Auch in Sachen Fußgängerfreundlichkeit und Radverkehr gibt es laut Experten noch Luft nach oben. Letzterer liegt in Wien nur bei 7 Prozent, in Kopenhagen etwa bei 29 Prozent. „Der Radverkehr kommt in dem Ranking aber gar nicht vor.“
Worauf Lička hinauswill: „Die Perspektive ist hier der Immobilienmarkt.“ Tatsächlich: Wer sich in einer Stadt eine Wohnung kaufen will, mag es sauber, grün, mit guter Öffi-Anbindung und Nahversorgung
Dass Wien bei den verschiedensten Rankings gut abschneidet, ist für Scheuvens keine Überraschung: „Die Rankings beachten in der Regel die Lebensqualität.“ Also Grünraum, Wohnqualität, kulturelle Angebote, Öffis, die Verwaltung und das Image. Gerade Letzteres sei sehr gut und werde von der Stadt mittels Stadtmarketing gepflegt.

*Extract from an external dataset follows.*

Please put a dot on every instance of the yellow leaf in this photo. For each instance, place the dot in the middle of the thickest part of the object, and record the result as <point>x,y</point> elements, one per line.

Dass sich die Stadt nun angesichts der guten Ergebnisse in die Hängematte legt, glauben die Experten nicht. Gerade in Sachen Fußgängerfreundlichkeit, Grünraumschaffung und Klimafreundlichkeit setze die Stadt viele Maßnahmen.
Damit Wien weiterhin in Sachen Lebensqualität abräumt.